By June John Parish had emerged as the perfect producer and was keen to explore these creative developments. He asked them to bring along the Sea Change recordings, as well as their other demos. “From the very first conversation we had on Zoom it was pretty clear how serious he was about it,” says Dowse. The band holed up with him at Rockfield Studios in rural Wales for two weeks, finding this isolation from the outside world “liberating,” as Buxton puts it. They got on well with Parrish, buoyed by his enthusiasm, directness, and full-bodied commitment, and he was unafraid to push them when he sensed a song could be refined or taken in a different direction. “We feel incredibly lucky to have worked with John,” Buxton continues. “There’s so much energy, concentration and organisation that goes into the making of a record that we didn’t fully understand before Rockfield. John knew exactly when to push us, when to challenge, and also when to tell us when something was working great.”

“It’s not just sheer pent-up energy all the time in the way that the first two EPs were,” adds Shaw of the resultant album. “I feel more confident with leaving gaps”. More than just her spoken vocals set to the band’s instrumentals, music and lyrics are tightly intertwined on New Long Leg. There’s tension when they duel with one another, satisfaction when they move in snaking tandem, and breathless anticipation when she steps back for a moment to let the music build. She’s constantly speeding up and slowing down, alliterating, repeating, rhyming, umming, erring and stuttering with pinpoint accuracy.

“It has a musicality to it,” says Buxton of his bandmate’s style. “There’s something about the rhythm and the gaps she’s leaving between lines that’s intricate and gets quite technical at times. There are so many details that make her vocals quite hard to imitate.” Says Shaw: “It’s hard for me! When we were recording based on the demos I’d be like ‘what the hell is that gap between those two words? It’s uncountable!’”

Add to that the sheer potency of the words themselves and you have something wholly remarkable.

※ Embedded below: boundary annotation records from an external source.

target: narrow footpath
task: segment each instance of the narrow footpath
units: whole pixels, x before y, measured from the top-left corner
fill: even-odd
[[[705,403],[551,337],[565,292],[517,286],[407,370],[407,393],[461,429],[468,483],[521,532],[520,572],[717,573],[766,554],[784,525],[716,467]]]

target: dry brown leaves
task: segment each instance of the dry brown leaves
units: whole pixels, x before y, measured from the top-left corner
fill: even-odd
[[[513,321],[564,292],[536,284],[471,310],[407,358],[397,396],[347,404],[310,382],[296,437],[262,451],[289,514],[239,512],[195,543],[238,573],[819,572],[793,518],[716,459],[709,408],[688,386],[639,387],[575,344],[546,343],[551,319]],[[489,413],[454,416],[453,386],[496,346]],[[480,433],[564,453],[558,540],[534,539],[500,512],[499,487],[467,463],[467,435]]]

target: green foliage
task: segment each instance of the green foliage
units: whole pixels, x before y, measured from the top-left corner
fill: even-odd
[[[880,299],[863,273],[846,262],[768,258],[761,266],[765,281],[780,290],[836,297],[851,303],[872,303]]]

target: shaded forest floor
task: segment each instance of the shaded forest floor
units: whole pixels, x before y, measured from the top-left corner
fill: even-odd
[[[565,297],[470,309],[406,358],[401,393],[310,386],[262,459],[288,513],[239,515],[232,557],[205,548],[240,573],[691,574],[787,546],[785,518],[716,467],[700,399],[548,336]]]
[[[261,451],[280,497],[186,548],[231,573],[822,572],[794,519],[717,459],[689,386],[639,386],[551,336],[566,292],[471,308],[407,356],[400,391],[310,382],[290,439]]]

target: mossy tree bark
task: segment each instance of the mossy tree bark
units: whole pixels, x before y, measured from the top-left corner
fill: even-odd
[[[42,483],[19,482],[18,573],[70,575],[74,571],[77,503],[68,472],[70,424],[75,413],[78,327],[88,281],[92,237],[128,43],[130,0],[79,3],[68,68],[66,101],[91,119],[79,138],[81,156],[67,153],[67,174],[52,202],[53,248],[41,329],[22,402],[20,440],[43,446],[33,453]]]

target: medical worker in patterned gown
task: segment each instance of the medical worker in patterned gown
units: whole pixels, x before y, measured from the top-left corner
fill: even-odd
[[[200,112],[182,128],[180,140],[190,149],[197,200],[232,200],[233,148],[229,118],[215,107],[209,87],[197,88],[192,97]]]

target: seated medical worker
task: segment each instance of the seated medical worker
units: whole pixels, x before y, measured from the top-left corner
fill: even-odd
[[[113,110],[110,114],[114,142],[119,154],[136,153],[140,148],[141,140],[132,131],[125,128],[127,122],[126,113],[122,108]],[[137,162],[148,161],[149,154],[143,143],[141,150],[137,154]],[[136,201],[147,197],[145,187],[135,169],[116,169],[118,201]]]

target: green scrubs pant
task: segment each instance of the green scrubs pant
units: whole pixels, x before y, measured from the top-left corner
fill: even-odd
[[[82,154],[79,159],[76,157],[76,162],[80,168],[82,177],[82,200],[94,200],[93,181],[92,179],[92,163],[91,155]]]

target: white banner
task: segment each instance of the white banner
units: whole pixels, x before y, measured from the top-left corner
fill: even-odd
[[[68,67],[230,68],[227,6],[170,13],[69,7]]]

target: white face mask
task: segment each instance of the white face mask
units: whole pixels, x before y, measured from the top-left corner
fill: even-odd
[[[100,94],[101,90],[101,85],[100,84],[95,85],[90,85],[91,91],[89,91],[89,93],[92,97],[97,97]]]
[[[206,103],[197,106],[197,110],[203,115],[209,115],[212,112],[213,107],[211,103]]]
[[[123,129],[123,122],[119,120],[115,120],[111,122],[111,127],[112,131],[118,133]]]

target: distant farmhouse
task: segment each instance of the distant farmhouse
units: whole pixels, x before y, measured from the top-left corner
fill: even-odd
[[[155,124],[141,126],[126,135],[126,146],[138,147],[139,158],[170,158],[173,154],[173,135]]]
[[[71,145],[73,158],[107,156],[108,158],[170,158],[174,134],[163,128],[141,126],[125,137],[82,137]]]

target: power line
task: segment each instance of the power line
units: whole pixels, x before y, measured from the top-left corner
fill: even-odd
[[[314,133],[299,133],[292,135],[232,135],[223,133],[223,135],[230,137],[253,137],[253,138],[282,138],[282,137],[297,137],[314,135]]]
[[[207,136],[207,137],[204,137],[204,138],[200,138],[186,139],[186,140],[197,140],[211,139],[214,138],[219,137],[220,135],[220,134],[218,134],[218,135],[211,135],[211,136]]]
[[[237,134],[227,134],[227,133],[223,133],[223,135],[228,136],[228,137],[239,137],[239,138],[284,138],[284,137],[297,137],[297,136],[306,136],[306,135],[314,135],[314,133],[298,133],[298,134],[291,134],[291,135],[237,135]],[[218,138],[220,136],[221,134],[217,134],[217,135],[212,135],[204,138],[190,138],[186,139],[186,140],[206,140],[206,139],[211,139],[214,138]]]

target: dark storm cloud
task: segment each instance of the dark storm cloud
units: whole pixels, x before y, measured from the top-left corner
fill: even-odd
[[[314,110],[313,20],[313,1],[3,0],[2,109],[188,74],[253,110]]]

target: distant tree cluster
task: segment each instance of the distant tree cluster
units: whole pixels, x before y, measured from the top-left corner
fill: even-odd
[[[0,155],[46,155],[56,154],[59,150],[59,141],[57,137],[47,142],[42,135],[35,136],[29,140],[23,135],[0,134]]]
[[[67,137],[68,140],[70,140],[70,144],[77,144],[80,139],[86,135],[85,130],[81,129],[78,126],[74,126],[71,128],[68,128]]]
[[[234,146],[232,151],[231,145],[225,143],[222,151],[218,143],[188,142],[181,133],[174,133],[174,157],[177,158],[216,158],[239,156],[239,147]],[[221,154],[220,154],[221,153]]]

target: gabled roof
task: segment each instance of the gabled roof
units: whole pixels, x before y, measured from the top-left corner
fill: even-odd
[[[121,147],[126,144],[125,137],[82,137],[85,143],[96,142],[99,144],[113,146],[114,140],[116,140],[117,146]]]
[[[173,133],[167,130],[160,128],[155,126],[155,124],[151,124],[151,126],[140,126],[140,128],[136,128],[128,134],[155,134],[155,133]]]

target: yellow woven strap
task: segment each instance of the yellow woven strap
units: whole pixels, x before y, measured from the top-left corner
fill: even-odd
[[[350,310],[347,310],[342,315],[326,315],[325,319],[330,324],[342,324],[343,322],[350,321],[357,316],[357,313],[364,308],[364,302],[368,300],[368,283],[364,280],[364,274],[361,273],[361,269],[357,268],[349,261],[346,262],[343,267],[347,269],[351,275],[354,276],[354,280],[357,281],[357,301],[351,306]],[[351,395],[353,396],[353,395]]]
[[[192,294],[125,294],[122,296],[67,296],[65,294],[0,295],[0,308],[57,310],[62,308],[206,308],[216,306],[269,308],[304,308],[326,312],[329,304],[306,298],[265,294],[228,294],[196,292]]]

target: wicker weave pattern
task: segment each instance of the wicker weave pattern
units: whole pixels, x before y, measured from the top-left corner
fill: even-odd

Shaw extracts the most immense meaning from the most trivial things; on Scratchcard Lanyard air fresheners become mighty oaks, and Instagram filters become exotic destinations. She peppers the songs with a thousand tiny details, little witty asides about supermarkets, cupboards, beauty products and body parts add up to sonic landscapes that teem with the strange magic of ordinary life.”